Lean is increasingly used to judge natural-language mathematical answers, but its signal is partial: many answers never formalize, and a failed proof may reflect an ill-typed statement or a missing library fact, not a wrong answer. On MATH-500 we show this signal is (i) sharply coverage-dependent, that is the proof-winning answer is correct 96% of the time at high proved coverage but 20% at low, and (ii) sparse and often unfaithful: a 7B autoformalizer proves a class for only 28% of problems, and a manual audit finds only approximately 43% of those proofs faithful. We propose COVCAL, a selector over Lean-trace diagnostics that certifies a finite-sample selective-risk bound on accepted answers or abstains, under two regimes (a conservative Bonferroni bound and a tighter dev-then-cal rule). Feasibility depends on autoformalization coverage: with the 7B formalizer the signal is too sparse and Bonferroni abstains on all 20 bootstrap partitions, whereas a prover-specialized formalizer reaches 79% coverage and flips it to feasible on 17 of 20, accepting approximately 48% of problems at 0.98 accepted accuracy. Since self-consistency alone is already 91% accurate, our contribution is a precise account of when, and with which formalizer, a partial formal signal can be trusted under risk control.

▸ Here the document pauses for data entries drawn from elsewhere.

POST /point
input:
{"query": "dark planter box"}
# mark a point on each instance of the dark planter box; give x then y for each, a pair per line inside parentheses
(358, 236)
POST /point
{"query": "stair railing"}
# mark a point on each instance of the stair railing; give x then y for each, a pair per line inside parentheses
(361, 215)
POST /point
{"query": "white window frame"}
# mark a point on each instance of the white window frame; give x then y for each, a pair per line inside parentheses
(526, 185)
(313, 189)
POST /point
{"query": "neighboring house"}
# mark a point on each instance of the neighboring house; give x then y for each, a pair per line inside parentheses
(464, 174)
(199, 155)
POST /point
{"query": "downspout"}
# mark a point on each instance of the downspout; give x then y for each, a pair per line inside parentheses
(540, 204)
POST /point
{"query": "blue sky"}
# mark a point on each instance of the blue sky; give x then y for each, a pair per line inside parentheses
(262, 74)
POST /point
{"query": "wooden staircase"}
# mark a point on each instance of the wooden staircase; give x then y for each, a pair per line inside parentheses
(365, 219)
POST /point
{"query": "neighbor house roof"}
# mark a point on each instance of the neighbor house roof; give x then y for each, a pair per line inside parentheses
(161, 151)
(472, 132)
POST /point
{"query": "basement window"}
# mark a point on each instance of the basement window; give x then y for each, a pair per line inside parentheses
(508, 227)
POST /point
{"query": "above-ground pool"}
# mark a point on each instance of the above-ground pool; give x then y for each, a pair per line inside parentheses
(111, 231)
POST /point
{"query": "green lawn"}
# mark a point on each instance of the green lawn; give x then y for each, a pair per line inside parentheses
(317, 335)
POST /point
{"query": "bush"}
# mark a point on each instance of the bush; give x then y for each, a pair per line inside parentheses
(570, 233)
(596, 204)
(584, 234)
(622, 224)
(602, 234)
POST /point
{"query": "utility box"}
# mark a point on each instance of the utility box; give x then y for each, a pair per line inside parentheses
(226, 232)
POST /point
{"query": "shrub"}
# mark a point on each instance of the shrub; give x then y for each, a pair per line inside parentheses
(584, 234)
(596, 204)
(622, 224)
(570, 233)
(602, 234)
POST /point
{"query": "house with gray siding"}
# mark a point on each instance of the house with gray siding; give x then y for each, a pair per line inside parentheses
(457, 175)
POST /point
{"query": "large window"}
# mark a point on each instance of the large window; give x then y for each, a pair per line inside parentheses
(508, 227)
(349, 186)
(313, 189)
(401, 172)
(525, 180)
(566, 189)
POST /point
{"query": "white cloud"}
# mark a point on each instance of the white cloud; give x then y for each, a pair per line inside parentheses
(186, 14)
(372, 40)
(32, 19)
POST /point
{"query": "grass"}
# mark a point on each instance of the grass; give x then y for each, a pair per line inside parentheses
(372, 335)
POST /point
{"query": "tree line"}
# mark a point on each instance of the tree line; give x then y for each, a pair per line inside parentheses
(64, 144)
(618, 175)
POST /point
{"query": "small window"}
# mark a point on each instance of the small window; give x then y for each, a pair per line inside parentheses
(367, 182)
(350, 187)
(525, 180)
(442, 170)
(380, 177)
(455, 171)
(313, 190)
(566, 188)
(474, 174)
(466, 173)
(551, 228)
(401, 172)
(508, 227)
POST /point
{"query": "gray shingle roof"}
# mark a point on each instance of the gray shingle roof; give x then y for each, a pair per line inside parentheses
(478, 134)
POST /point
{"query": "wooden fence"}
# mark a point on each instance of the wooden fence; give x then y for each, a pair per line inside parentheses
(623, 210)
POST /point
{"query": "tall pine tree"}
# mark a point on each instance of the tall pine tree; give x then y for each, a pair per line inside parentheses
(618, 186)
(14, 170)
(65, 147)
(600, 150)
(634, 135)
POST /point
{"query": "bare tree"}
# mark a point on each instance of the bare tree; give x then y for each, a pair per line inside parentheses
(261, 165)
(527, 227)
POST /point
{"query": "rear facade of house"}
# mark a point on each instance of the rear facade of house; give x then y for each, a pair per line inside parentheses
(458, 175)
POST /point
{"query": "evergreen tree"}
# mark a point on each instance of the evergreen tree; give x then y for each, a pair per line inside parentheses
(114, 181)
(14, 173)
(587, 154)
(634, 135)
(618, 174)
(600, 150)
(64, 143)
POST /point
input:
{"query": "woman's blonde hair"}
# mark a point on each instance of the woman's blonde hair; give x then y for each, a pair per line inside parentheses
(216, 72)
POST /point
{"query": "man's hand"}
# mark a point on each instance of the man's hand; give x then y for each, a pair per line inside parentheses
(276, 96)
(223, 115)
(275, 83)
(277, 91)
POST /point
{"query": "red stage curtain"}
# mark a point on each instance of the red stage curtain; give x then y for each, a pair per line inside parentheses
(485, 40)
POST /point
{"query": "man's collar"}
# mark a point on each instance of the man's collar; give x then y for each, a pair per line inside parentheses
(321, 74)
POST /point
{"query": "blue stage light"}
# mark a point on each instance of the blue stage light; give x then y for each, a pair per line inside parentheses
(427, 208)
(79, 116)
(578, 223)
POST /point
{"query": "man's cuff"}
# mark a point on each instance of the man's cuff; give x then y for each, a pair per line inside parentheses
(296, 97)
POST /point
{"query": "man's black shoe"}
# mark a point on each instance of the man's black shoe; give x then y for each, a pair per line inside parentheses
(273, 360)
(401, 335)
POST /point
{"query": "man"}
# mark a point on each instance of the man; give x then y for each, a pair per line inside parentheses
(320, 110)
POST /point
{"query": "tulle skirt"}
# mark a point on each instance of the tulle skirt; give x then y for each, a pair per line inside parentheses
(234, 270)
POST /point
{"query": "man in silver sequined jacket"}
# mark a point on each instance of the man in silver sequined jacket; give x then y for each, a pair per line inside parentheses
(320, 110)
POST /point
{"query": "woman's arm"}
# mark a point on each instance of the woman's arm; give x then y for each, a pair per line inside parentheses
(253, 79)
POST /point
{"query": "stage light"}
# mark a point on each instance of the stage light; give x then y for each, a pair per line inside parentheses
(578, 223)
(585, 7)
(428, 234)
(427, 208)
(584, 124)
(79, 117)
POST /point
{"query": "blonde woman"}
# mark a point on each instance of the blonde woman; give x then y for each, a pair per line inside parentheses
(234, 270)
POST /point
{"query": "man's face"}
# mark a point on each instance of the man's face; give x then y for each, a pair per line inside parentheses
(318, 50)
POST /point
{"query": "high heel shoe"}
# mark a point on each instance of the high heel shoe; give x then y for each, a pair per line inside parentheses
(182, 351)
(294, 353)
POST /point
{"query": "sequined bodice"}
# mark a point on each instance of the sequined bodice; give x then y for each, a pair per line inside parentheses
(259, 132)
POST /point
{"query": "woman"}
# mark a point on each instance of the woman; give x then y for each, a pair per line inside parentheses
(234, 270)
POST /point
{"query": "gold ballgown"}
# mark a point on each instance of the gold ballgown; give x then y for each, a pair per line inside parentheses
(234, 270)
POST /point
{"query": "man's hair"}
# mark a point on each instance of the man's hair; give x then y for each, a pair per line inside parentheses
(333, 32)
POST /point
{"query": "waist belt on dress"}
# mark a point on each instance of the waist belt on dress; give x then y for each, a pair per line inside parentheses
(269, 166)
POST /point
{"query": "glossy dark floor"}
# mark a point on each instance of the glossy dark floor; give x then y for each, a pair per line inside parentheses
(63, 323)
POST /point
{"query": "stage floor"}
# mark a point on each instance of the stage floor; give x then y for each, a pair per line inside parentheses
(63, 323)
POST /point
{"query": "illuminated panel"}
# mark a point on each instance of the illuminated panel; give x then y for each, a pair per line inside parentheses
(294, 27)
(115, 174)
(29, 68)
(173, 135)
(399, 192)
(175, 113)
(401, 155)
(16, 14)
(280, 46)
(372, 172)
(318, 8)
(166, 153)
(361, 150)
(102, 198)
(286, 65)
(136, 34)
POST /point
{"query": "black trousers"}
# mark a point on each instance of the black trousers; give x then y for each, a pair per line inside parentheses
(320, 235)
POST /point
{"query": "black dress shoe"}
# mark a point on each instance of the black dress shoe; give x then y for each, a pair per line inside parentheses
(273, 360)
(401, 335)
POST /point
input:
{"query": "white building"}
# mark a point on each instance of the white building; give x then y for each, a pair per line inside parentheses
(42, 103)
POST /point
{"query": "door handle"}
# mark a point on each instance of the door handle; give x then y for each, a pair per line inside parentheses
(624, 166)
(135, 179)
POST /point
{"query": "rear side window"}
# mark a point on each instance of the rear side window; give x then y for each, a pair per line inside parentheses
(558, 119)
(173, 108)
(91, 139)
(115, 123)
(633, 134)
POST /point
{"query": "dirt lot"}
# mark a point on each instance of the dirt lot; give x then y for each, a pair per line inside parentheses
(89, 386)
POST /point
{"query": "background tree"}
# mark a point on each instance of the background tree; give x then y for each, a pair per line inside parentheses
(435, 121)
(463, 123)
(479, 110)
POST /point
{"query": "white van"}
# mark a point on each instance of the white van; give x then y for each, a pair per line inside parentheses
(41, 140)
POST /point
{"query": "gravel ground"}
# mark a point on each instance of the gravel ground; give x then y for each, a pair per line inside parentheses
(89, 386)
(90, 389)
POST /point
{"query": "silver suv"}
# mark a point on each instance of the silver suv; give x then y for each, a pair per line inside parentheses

翻译：Lean正越来越多地被用于评判自然语言数学答案的正确性，但其信号存在局限性：许多答案无法形式化，而证明失败可能源于类型错误或缺少库函数，而非答案本身错误。在MATH-500数据集上的实验表明，该信号（i）显著依赖覆盖率——在证明覆盖率较高时，通过证明的答案正确率达96%，但在覆盖率较低时仅为20%；（ii）稀疏且常不可靠：一个70亿参数的自动形式化器仅能对28%的问题完成证明，而人工审核发现其中仅约43%的证明是可靠的。为此，我们提出COVCAL方法——一种基于Lean追踪诊断的选择器，能在有限样本下对已接受答案提供选择性风险保证（要么认证答案，要么拒绝回答）。该方法支持两种机制：保守的Bonferroni界和更严格的开发-校准规则。其可行性取决于自动形式化覆盖率：使用70亿参数形式化器时信号过于稀疏，Bonferroni方法在所有20个自助采样分区上均拒绝回答；而使用专用证明器形式化器时覆盖率提升至79%，在20个分区中的17个上实现可行，以0.98的接受准确率接受了约48%的问题。由于仅靠自一致性方法已达91%的准确率，本研究的贡献在于精确阐明：在风险控制条件下，何时以及使用何种形式化器才能信任部分形式化信号。